Governo Lula revisa orçamento 2026 para ajustar arrecadação de bets e tarifas
O governo Lula revisa o orçamento de 2026 com foco nas novas receitas provenientes das mudanças tributárias sobre bets, fintechs e tarifas de importação, conforme apurado em 01/03/2026. A equipe econômica, incluindo o Ministério do Planejamento e Orçamento, a Secretaria de Política Econômica e a Receita Federal, liderada pelo auditor-fiscal Claudemir Malaquias, acompanha o cenário para ajustar as projeções de arrecadação e cumprir a meta fiscal do ano.
Impacto das alterações tributárias sobre casas de apostas e fintechs
A legislação aprovada no ano anterior elevou gradativamente as alíquotas cobradas das casas de apostas online (bets), que agora pagam até 15% sobre o ganho bruto. Paralelamente, a Contribuição Social sobre o Lucro Líquido (CSLL) das fintechs será majorada de forma escalonada até 2028, aproximando sua tributação à dos bancos tradicionais. Essas mudanças, somadas ao aumento do imposto retido na fonte sobre juros sobre capital próprio de 15% para 17,5%, devem ampliar a arrecadação, com reflexos diretos nas contas públicas.

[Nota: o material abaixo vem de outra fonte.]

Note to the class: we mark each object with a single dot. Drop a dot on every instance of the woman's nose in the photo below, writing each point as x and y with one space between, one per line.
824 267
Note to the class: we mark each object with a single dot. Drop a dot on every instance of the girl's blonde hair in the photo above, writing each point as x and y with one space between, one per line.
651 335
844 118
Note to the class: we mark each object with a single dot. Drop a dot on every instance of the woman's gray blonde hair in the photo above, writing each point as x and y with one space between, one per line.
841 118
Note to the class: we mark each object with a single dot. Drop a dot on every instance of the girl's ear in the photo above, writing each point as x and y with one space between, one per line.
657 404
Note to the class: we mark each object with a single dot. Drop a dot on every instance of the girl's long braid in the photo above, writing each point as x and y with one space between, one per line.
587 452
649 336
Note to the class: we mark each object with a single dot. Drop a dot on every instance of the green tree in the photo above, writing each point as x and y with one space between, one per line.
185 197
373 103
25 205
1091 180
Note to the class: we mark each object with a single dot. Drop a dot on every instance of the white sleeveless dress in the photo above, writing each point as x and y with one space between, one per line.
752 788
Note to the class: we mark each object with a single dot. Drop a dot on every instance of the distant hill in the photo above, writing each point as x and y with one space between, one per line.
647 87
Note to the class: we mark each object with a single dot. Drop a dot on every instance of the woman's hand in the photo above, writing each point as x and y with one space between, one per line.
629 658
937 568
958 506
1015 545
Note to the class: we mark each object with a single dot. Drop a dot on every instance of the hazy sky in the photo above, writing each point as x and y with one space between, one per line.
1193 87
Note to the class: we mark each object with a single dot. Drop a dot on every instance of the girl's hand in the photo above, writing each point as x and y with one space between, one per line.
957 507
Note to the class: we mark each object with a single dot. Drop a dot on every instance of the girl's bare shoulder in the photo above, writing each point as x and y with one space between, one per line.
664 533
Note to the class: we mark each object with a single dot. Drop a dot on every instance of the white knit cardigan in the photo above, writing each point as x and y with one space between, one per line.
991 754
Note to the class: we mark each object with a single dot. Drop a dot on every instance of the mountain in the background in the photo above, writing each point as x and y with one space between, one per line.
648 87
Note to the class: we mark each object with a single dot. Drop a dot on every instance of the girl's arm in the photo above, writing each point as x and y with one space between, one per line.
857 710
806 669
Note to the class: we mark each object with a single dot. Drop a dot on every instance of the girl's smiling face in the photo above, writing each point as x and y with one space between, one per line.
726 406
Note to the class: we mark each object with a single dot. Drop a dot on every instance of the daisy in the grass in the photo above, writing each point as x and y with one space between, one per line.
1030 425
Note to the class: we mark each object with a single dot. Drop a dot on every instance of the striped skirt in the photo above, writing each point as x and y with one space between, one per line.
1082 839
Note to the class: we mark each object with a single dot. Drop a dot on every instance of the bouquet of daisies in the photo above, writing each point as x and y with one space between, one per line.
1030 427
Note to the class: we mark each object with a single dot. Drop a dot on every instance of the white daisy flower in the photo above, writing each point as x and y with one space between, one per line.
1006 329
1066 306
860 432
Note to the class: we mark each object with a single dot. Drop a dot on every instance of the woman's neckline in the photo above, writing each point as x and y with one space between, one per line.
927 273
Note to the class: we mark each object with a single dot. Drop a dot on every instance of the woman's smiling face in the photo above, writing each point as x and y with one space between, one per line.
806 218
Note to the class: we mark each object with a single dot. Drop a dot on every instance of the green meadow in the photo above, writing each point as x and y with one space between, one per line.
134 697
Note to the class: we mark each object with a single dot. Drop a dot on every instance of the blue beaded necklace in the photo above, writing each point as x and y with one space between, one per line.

Tarifas de importação e o efeito do tarifaço dos Estados Unidos
Outra frente sob análise é a elevação das tarifas de importação de mais de 1,2 mil produtos, que pode resultar em aumento da receita tributária em cerca de R$ 14 bilhões em 2026. Entretanto, a recente redução em tarifas para mais de 100 produtos traz incertezas para o cenário. Ademais, o impacto do tarifaço imposto pelos EUA, que altera o comércio internacional, é avaliado para compreender seus efeitos sobre as receitas de impostos de importação do Brasil.
Procedimentos e prazos para atualização das projeções orçamentárias
A Receita Federal concentra esforços para consolidar os números das novas arrecadações. Para os juros sobre capital próprio, o balanço poderá ser feito em março, caso haja distribuição em fevereiro. As arrecadações das bets e fintechs começam a ser cobradas em abril, com apuração prevista para junho. A partir dessas informações, o Ministério do Planejamento e a Casa Civil poderão ajustar o orçamento conforme as novas receitas, garantindo alinhamento com a meta fiscal.
Meta fiscal e desafios na gestão das contas públicas em 2026
A meta oficial do governo para 2026 é um superávit primário de 0,25% do PIB, equivalente a R$ 34 bilhões, com uma margem de tolerância até R$ 68 bilhões. A revisão orçamentária pode resultar em bloqueios de despesas caso as receitas previstas e as despesas projetadas não estejam alinhadas. Esse controle é fundamental para manter a sustentabilidade fiscal e atender aos compromissos financeiros, especialmente em um ano eleitoral em que o presidente Luiz Inácio Lula da Silva busca a reeleição.
Contexto político-econômico e importância da revisão do orçamento
O ajuste do orçamento reflete a busca do governo Lula em ampliar a eficiência da arrecadação e manter a estabilidade fiscal diante de mudanças econômicas internas e externas, como o tarifaço dos EUA. A revisão demonstra a complexidade da gestão pública e a necessidade de monitoramento constante das variáveis que impactam as finanças do país. Ao atualizar as projeções, o governo visa assegurar recursos para políticas públicas e fortalecer sua posição política em 2026.